Recently, a Chinese-made artificial intelligence model called DeepSeek attracted attention in global AI circles. The DeepSeek-R1, released January 20th, is 20 to 50 times cheaper to use than the U.S. developed OpenAI o1 model, depending on the task, according to a post on DeepSeek's official WeChat account. This news has raised doubts about the reasoning behind some U.S. tech companies' decision to pledge billions of dollars in AI investment. The news caused a rout in all things related to an AI datacenter buildout (utilities, semiconductors, power generation) while software companies who might benefit from cheaper AI capex rallied. P/E multiples for the AI oriented companies came a little closer to earth.
Skeptics Abound…
Some experts don’t believe DeepSeek built their model as cheaply as they say or that they only used older model Nvidia chips. “Scale AI CEO, Alexandr Wang, said during an interview with CNBC on Thursday, without providing evidence, that DeepSeek has 50,000 Nvidia H100 chips, which he claimed would not be disclosed because that would violate Washington's export controls that ban such advanced AI chips from being sold to Chinese companies. DeepSeek did not immediately respond to a request for comment on the allegation.

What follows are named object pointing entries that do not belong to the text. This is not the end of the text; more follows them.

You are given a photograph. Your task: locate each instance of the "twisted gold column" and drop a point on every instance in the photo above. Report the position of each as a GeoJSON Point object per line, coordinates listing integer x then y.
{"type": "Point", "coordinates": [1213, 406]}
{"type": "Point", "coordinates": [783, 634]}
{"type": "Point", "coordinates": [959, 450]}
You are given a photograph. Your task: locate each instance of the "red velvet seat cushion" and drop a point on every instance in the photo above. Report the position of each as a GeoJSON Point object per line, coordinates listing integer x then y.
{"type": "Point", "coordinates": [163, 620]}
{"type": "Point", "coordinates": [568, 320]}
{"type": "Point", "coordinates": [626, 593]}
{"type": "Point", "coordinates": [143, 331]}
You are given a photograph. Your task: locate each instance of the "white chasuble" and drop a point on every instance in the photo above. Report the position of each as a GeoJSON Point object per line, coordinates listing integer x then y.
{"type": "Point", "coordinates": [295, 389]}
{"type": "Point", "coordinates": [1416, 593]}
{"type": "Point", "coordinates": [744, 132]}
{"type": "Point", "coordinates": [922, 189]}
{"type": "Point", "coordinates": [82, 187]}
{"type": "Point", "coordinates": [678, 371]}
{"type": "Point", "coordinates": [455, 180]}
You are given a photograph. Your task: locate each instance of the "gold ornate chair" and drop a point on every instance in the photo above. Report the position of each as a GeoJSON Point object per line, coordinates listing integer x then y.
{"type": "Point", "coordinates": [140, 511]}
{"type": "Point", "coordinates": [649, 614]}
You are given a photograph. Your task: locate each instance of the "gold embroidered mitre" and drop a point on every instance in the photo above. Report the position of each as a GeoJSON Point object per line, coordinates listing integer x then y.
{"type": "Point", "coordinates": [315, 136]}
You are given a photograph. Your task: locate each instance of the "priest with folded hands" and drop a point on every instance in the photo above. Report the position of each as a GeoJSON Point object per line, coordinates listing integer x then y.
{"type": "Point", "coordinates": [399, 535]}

In a research note on Monday, Bernstein analysts wrote that DeepSeek's total training costs for its V3 model were unknown but were much higher than the $5.58 million the startup said was used for computing power. The analysts also said the training costs of the equally acclaimed R1 model were not disclosed.” Edward Baptista, Reuters, January 28, 2025.
Others See Cheaper Processing as AI Nirvana…
Technology experts are highlighting a concept called ‘Jevons Paradox’ whereby increased efficiency can paradoxically lead to an increase in consumption of resources. This means lower costs of AI could beget higher consumption of AI, causing some to think a similar number of data centers and amount of energy will still be needed. Ultimately, analysts believe the newer, cheaper models will speed up AI adoption rates and improve U.S. productivity rates over time – a good thing for the economy and also for keeping inflation at bay.
We expect 2025 to be an interesting and volatile year as dramatic government policy changes are both promoted and withdrawn.
[1] The magnificent seven are Alphabet, Amazon, Apple, Microsoft, Meta, Nvidia, and Tesla.